US Dollar’s Global Reserve Currency Status Diminishing, Warns S&P Global Economist
In a significant statement, a renowned economist at S&P Global, the world’s largest credit ratings agency, has expressed concern over the declining status of the US dollar as the global reserve currency. Paul Gruenwald, Chief Economist at Standard and Poor’s Global, delivered this message during a conference held in London, emphasizing that the dollar’s influence is not as formidable as it once was, according to Reuters.
Gruenwald shed light on the ongoing “fragmentation around the edges,” attributing it to the US’ stringent sanctions imposed on Russia in response to their conflict. These sanctions have led several countries worldwide to explore alternatives to the dollar and actively consider diversifying their currencies for international trade, while also bolstering their gold reserves.
The economist remarked, “We are witnessing significant developments outside the realm of the dollar.”
Gruenwald drew attention to the growing prominence of trade conducted in Chinese yuan and the appealing financing options offered by Chinese banks such as the Asia Infrastructure Investment Bank (AIIB) and the New Development Bank (NDB).

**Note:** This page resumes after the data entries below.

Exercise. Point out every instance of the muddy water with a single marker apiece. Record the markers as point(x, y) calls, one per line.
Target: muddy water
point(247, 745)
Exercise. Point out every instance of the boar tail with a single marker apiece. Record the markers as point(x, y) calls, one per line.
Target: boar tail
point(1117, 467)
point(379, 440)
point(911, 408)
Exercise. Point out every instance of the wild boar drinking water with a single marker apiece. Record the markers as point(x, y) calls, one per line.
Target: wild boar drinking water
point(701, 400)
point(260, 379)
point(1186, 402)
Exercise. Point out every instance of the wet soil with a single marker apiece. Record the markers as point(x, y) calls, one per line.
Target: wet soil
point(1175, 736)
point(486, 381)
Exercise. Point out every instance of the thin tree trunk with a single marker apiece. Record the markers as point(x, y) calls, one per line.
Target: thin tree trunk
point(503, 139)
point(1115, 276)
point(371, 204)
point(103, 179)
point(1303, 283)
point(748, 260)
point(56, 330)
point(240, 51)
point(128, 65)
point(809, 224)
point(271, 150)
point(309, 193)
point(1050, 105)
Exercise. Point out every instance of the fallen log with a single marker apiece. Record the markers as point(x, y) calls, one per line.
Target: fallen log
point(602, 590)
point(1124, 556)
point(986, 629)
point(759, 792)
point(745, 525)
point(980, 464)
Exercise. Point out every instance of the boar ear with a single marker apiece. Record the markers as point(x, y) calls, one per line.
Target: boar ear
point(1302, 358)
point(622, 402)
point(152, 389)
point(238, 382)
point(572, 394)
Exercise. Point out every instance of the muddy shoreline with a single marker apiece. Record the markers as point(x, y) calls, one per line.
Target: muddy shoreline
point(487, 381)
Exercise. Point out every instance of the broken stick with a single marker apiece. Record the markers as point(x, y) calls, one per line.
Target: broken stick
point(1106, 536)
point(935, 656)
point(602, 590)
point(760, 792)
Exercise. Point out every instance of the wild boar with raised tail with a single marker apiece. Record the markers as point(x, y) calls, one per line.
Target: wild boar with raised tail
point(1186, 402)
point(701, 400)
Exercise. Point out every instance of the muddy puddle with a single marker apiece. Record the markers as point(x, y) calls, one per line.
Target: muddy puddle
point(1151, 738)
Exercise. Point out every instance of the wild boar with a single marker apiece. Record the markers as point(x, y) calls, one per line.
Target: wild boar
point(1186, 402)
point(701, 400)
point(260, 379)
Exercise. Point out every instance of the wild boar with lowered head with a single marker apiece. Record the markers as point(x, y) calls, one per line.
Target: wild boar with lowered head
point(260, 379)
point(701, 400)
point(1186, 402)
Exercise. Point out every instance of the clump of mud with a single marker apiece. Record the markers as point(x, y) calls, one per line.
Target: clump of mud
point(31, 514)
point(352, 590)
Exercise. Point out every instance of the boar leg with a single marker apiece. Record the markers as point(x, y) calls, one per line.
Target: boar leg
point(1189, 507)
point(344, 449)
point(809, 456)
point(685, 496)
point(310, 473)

Notably, the latter institution was established by the BRICS economic coalition comprising Brazil, Russia, India, China, and South Africa.

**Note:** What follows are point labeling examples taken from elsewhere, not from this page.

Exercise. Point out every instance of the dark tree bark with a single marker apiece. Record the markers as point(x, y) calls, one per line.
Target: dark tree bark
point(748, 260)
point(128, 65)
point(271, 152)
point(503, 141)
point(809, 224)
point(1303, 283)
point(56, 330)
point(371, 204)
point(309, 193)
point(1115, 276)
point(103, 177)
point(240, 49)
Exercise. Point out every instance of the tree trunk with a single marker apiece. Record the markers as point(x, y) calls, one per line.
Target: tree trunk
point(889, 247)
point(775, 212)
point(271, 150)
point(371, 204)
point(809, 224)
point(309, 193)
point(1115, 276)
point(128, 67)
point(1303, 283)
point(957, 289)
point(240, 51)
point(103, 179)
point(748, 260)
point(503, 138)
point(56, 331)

While Gruenwald acknowledged that the US dollar will persist as a prominent global currency, he anticipates that it will no longer maintain its position as the dominant reserve currency.
This sentiment echoes the concerns voiced earlier this month by former House Speaker, Paul Ryan, who highlighted the jeopardy the US dollar faces due to the escalating national debt. Ryan, a former representative of Wisconsin, cautioned that the country is edging closer to a debt crisis, which could severely impact the dollar’s preeminent status in the global reserve currency landscape.
Ryan criticized the lack of action taken by leaders in addressing the impending debt crisis, asserting that their inaction jeopardizes the nation’s ability to retain its reserve currency status. By neglecting to confront this issue, the US government may unintentionally steer the country towards a potential financial catastrophe.
It is evident that experts from diverse backgrounds are raising concerns about the future of the US dollar’s global reserve currency status. The combination of evolving geopolitical dynamics, alternative currencies gaining traction, and mounting debt burdens poses significant challenges to the dollar’s long-standing dominance.